Nota da Associação Brasileira de Jornalismo Investigativo (Abraji)

O juiz Gustavo Gomes Kalil, da quarta vara criminal do Rio de Janeiro, concedeu uma liminar – a pedido da divisão de homicídios da Polícia Civil e do Ministério Público do estado – para que a TV Globo fique proibida de divulgar o conteúdo de qualquer parte do inquérito policial que apura os assassinatos da vereadora Marielle Franco e do motorista Anderson Gomes.
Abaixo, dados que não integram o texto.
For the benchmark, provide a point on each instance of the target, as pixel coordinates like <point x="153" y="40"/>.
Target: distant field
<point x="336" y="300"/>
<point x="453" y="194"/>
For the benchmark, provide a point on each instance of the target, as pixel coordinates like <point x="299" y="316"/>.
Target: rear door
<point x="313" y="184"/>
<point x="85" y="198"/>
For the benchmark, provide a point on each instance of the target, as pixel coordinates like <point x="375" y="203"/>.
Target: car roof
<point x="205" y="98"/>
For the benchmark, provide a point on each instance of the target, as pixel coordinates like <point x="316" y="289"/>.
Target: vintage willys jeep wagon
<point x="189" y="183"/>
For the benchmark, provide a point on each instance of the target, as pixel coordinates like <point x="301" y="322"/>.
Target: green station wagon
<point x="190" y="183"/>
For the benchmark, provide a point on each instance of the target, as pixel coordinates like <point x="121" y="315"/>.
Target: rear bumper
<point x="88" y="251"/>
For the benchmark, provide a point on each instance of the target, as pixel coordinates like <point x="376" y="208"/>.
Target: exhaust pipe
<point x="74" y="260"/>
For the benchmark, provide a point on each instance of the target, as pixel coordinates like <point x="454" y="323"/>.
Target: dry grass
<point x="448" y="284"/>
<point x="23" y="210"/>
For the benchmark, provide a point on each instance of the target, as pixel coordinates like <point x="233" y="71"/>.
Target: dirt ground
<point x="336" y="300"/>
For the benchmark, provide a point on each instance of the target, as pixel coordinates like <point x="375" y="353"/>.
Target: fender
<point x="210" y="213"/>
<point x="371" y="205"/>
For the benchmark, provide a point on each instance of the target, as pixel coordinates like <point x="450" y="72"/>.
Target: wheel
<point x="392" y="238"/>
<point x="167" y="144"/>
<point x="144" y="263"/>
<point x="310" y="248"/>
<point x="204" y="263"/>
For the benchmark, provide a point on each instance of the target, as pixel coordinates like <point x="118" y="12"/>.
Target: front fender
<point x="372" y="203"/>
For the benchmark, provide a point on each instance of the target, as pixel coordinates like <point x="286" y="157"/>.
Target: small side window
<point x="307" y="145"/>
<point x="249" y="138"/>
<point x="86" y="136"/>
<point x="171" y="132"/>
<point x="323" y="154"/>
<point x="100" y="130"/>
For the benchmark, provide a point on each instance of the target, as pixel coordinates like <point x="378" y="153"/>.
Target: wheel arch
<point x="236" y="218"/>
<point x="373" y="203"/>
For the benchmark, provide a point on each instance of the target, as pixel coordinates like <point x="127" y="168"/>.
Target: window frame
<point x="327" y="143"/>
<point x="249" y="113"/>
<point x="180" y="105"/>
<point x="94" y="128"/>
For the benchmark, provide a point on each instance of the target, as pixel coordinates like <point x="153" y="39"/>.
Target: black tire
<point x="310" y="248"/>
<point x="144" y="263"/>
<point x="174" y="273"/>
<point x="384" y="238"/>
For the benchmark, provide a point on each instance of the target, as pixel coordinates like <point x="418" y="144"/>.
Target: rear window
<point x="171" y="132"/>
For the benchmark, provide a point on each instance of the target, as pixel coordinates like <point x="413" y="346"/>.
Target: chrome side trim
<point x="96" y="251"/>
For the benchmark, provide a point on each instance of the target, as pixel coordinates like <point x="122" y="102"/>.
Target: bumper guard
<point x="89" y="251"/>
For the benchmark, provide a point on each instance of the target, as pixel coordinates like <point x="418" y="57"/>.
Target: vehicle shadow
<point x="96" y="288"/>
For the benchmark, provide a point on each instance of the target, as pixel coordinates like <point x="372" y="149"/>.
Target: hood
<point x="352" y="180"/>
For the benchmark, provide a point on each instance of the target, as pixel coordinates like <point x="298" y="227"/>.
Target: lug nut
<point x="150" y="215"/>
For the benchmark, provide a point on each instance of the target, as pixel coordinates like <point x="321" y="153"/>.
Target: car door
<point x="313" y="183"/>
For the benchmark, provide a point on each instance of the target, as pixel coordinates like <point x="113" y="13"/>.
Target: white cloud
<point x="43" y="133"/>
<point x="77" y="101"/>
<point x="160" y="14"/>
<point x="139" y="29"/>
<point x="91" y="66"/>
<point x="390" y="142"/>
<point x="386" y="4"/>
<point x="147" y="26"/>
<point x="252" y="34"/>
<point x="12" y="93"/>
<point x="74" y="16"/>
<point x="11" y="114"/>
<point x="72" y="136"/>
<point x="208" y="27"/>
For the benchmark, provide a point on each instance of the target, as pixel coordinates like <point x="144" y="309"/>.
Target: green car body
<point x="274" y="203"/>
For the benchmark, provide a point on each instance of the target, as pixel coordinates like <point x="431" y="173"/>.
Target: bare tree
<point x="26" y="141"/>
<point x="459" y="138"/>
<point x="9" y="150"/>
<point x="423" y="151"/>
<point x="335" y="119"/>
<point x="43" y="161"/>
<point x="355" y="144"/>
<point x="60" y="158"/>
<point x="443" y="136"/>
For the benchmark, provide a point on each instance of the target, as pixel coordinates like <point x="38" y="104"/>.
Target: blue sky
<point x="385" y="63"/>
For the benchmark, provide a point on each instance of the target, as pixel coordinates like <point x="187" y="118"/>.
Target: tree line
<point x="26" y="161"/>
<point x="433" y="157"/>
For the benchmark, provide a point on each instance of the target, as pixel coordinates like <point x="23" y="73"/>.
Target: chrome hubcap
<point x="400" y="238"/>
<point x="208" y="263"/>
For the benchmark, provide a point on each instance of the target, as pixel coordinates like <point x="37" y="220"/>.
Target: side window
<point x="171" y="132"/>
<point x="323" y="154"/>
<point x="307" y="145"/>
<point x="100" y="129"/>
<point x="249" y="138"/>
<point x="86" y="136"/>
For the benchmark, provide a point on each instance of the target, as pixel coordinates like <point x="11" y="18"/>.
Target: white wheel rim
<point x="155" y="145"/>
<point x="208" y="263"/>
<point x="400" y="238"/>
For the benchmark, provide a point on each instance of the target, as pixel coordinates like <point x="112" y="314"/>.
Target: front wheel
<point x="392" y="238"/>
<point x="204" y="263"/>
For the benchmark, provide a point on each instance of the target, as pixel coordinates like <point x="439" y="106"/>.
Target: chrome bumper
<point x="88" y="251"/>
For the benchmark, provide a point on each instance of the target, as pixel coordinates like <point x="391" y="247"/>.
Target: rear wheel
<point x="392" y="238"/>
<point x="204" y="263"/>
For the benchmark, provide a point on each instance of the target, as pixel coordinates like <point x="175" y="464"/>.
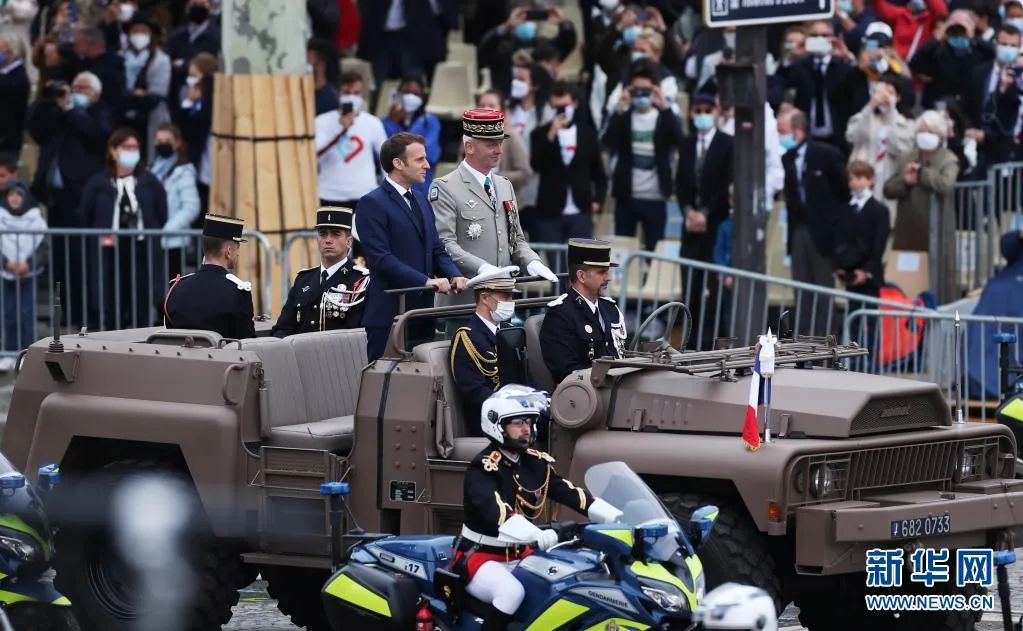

Na sentença, o juiz diz que “o vazamento do conteúdo dos autos é deveras prejudicial, pois expõe dados pessoais das testemunhas, assim como prejudica o bom andamento das investigações, obstaculizando e retardando a elucidação dos crimes hediondos em análise”. A TV Globo teve acesso ao teor do inquérito policial esta semana e veiculou duas reportagens sobre o assunto nos telejornais locais do Rio de Janeiro e também nos telejornais nacionais, evitando divulgar algo que pudesse pôr em risco as testemunhas ou as investigações.

Na decisão, o juiz Gustavo Gomes Kalil proíbe a emissora de divulgar termos de declarações, mesmo sem a identificação das testemunhas, assim como conteúdos das degravações de áudios de pessoas investigadas ou não, de áudios e mensagens extraídos de contas de e-mails e telefones das vítimas, testemunhas e investigados.

A TV Globo informa que vai cumprir a decisão judicial mas a considera excessiva e vai recorrer da decisão com o argumento de que ela fere gravemente a liberdade de imprensa e o direito de o público se informar, especialmente quando se leva em conta que o crime investigado no inquérito é de alto interesse público, no brasil e no exterior.

A Abraji considera que a decisão do juiz viola o direito dos brasileiros à livre circulação de informações de interesse público. A imposição de censura é uma afronta à Constituição. A liberdade de imprensa, fundamental para a democracia, deveria ser resguardada por todas as instâncias do Poder Judiciário, mas é frequentemente ignorada por juízes que, meses ou anos depois, são desautorizados por tribunais superiores. Nesse meio tempo, o direito dos cidadãos de serem informados fica suspenso, o que gera prejuízos irreparáveis para a sociedade. O caso em questão é um exemplo dessa prática absurda, que precisa acabar. Cabe ao poder judiciário preservar direitos constitucionais, não atacá-los.

Diretoria da Abraji, 17 de novembro de 2018.